No, it isn't. There's absolutely no mention of registering guns in that amendment. Nothing even remotely related to it. There's also no statement that anyone who owns a gun has to join a militia.
I'd love to see them try and argue over the wording when they argue over its ambiguous meaning all the time.
The ambiguity of the wording doesn't stretch to just adding in whatever you want to be there.
Well regulated implies structure and rules.
Did it when that amendment was written? The implications of words and phrases can (and often do) change over time. Was it intended to imply externally imposed rules or simply a well organised militia system? The "well regulated" part is referring to militias, not to individual citizens. What connection (if any) was intended to be made between the militias and the armed civilians?

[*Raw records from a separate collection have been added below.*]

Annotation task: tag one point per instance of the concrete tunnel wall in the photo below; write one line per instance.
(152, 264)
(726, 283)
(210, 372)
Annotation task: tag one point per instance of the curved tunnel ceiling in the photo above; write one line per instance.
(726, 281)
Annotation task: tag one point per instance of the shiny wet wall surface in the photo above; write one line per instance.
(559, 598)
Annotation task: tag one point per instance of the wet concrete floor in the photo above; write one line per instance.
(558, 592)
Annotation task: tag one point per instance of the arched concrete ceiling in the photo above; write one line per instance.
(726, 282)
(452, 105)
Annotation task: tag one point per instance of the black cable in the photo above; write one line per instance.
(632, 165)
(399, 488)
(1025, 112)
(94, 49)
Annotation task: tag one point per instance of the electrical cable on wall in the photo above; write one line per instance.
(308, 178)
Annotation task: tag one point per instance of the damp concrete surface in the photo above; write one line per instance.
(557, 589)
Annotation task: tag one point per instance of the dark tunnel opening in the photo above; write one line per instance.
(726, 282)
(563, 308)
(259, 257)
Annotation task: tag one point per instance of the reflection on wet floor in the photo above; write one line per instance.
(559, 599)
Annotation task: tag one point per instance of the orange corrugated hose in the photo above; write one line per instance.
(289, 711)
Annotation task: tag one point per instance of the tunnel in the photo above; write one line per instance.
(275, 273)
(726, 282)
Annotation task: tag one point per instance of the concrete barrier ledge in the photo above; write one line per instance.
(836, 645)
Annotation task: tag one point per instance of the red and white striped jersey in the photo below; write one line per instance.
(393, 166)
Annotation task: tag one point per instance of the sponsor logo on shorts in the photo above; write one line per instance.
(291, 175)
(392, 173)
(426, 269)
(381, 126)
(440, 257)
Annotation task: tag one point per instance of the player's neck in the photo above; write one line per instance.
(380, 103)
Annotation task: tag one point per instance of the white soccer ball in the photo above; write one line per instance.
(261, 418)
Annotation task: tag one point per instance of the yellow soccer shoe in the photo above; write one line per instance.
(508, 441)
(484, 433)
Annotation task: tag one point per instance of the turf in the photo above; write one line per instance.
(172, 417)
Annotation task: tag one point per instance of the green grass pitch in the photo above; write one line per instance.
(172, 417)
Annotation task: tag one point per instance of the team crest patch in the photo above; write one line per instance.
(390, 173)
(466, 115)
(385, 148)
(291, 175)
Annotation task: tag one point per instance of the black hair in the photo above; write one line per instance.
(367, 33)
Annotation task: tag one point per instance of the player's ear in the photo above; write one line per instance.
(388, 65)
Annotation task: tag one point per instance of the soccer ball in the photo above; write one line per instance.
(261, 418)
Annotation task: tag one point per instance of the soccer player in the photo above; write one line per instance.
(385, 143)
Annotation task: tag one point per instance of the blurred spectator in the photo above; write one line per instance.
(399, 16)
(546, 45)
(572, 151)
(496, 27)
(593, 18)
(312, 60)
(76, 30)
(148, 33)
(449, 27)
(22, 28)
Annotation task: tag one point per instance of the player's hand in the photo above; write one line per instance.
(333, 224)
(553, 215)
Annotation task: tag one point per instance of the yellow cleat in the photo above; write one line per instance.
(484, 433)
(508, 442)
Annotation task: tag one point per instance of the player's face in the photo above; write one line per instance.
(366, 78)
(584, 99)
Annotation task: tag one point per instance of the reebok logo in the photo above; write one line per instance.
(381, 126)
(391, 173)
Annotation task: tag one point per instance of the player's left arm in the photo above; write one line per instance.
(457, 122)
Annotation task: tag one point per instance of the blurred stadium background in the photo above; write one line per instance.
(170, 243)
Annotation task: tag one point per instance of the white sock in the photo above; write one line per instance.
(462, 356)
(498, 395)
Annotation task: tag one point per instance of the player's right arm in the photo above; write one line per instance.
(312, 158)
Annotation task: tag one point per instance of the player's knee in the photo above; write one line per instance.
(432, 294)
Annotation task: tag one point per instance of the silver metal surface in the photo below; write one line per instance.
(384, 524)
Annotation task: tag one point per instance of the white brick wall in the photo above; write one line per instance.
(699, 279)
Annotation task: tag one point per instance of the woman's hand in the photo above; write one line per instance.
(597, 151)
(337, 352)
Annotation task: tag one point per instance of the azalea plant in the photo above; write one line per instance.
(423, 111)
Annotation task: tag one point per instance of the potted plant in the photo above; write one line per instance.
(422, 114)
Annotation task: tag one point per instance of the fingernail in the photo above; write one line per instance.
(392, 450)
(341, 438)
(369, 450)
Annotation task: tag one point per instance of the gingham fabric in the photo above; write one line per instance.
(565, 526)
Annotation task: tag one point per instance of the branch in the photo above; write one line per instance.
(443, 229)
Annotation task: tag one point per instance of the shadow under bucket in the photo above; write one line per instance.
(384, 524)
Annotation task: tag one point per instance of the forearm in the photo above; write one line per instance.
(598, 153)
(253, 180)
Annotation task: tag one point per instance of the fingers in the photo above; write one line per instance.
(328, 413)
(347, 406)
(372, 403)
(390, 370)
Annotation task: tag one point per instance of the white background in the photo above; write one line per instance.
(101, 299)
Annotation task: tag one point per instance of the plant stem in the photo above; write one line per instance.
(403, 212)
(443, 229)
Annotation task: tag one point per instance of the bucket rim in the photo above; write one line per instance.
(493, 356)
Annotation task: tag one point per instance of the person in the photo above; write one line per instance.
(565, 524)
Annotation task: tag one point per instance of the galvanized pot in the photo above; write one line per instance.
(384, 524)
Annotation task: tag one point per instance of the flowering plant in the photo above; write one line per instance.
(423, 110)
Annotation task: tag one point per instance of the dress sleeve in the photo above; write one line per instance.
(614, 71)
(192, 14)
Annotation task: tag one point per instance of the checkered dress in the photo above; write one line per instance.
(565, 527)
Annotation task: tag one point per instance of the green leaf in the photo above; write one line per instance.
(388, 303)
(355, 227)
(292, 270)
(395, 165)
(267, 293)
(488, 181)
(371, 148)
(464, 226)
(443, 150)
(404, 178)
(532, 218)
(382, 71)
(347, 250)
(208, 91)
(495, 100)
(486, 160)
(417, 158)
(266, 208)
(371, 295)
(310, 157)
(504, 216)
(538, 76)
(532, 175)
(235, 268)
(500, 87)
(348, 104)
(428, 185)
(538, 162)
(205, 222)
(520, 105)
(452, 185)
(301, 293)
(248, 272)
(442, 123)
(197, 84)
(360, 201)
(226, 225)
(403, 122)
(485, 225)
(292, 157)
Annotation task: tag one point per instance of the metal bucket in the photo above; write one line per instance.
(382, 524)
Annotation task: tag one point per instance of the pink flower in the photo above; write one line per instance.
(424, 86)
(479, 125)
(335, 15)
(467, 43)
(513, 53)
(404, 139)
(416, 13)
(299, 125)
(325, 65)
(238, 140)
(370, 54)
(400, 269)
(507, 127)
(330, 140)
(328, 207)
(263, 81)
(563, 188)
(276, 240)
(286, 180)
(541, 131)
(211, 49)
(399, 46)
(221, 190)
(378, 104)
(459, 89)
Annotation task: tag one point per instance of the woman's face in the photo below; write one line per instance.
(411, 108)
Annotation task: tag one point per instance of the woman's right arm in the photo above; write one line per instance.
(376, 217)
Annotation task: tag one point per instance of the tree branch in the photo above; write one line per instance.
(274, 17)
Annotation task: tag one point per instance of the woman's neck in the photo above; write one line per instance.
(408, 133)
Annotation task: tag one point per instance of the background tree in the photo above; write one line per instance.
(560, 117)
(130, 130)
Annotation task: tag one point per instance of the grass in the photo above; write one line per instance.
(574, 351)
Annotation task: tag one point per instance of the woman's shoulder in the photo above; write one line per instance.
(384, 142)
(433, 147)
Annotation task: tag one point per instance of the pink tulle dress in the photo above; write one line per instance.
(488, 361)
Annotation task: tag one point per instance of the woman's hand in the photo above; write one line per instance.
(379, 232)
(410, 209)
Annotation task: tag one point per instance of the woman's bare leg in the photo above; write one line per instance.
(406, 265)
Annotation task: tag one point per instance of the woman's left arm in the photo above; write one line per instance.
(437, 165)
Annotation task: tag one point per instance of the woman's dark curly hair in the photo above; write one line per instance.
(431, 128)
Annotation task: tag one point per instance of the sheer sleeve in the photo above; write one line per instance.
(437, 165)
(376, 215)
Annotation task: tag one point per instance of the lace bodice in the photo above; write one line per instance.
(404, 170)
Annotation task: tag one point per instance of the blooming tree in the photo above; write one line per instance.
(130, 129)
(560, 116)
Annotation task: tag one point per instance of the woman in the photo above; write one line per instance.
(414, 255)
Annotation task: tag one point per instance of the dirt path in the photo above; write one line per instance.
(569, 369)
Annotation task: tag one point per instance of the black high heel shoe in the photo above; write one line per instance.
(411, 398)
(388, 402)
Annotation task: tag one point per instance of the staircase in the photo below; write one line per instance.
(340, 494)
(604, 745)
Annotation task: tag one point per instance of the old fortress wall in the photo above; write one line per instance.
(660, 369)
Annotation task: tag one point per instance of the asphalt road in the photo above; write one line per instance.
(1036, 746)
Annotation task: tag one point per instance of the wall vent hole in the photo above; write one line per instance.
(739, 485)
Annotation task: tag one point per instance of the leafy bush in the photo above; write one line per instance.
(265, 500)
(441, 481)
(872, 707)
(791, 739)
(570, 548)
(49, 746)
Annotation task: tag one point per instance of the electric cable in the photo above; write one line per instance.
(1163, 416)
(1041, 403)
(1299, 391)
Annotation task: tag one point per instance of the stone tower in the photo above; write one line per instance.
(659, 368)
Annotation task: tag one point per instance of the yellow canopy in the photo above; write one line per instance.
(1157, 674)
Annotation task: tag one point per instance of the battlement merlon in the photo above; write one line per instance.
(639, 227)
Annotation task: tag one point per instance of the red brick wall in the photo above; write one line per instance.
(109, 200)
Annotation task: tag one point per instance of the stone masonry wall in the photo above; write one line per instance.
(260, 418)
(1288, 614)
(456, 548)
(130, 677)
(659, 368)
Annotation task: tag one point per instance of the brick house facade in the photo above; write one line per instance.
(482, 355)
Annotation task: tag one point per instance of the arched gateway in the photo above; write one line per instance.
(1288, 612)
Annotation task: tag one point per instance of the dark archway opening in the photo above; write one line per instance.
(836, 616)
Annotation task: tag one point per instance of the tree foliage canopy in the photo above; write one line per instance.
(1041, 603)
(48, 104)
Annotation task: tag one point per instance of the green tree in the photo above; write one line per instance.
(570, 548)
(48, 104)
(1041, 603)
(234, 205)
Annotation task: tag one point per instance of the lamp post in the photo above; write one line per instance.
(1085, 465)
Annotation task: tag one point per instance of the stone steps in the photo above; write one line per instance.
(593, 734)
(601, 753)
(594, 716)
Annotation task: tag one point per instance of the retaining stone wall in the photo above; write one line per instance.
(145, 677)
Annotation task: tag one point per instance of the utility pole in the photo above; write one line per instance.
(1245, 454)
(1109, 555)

Personally, I think that the intention was that people in general were to be encouraged to be armed and to be competent in the use of weapons so that there would be a large pool of people from whom to draw when forming a militia and both training time and equipment costs would be minimised. The same sort of intention as existed in many places in the past. The most famous local example would be the later part of medieval (and probably early Renaissance, I'm not sure) England, where it wasn't just encouraged but mandatory for all men to own and be competent with using the main military weapon of that time and place.
Arguing over whether the amendment should be amended because of changes in technology and society and whether the people who wrote it would have written it the same way if they knew those changes would happen is one thing. Adding stuff to the amendment and claiming it was there all along is something else.